A estas alturas, Mizoguchi ya tenía bastante depurado su manejo de la cámara y su estilo fílmico, basado en tomas abiertas y extendidas -no hay un solo close up que yo recuerde y los planos medios son escasos-, con movimientos constantes pero lentos, a través de elegantes travellings, paneos o dollys. Una forma extremadamente ceremoniosa para un tema similar.
En contraste, la puesta en imágenes de Shijûshichinin no shikaku de Ichikawa -título internacional: 47 Ronin-, es mucho más dinámica en cuanto a su ritmo de edición se refiere. Además, se muestran varias peleas hacia el final, la sangre se derrama a borbotones y hasta chisporrotea por todas partes en algunas escenas. A primera vista, la cinta funciona como una película de samuráis mucho más convencional que la de Mizoguchi.

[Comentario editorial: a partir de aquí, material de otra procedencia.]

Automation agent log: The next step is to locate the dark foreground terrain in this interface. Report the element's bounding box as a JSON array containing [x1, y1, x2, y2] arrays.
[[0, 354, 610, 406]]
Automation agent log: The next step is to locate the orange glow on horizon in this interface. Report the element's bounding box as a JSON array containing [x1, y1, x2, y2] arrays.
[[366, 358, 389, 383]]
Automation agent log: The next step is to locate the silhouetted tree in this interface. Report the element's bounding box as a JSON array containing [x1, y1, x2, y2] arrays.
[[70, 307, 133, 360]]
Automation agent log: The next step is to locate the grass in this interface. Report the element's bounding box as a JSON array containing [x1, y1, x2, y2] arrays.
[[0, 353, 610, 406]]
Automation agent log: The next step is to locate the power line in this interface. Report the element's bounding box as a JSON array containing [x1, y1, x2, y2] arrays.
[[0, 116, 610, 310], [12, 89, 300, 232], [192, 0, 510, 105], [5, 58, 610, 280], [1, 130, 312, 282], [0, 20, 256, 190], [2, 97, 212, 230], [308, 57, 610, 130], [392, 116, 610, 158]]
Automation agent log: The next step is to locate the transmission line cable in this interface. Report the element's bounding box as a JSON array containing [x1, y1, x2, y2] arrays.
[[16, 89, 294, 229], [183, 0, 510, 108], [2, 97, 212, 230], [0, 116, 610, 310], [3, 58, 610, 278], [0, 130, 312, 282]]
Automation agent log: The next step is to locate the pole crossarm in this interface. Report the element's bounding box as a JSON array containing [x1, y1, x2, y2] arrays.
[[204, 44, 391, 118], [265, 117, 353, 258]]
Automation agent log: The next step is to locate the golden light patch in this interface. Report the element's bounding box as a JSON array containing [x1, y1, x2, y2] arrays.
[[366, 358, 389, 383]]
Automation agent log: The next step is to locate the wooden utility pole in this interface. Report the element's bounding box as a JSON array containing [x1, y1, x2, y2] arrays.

Sin embargo, Ichikawa nos muestra una visión muy distinta de los mismos acontecimientos. En especial, porque nunca queda claro por qué Lord Asano ha atacado a Kira (Kô Nishimura). De hecho, el propio chambelán Oishi (Ken Takakura) desconoce la razón y, por supuesto, están en las mismas los otros 46 ronin que deciden vengar el suicidio de su señor. Así pues, a esta "honorable venganza" -que implica el suicidio posterior de todos los ronin- se le despoja de toda razón, más allá de los estrictos códigos en los que vivían y morían los samuráis. Al hacer esto, Ichikawa desestima toda posible intención aleccionadora y/o patriótica de la película.
Lo que sí vemos, en todo caso, es una cuidadosa preparación de la venganza por parte de Oishi y una aún más cuidadosa puesta en imágenes -¡ese ataque final al laberíntico castillo de Kira!- de parte de un veterano cineasta que, con este filme, dirigiría una de sus últimas películas, en el contexto de una prolífica filmografía que se extendió durante más de seis décadas.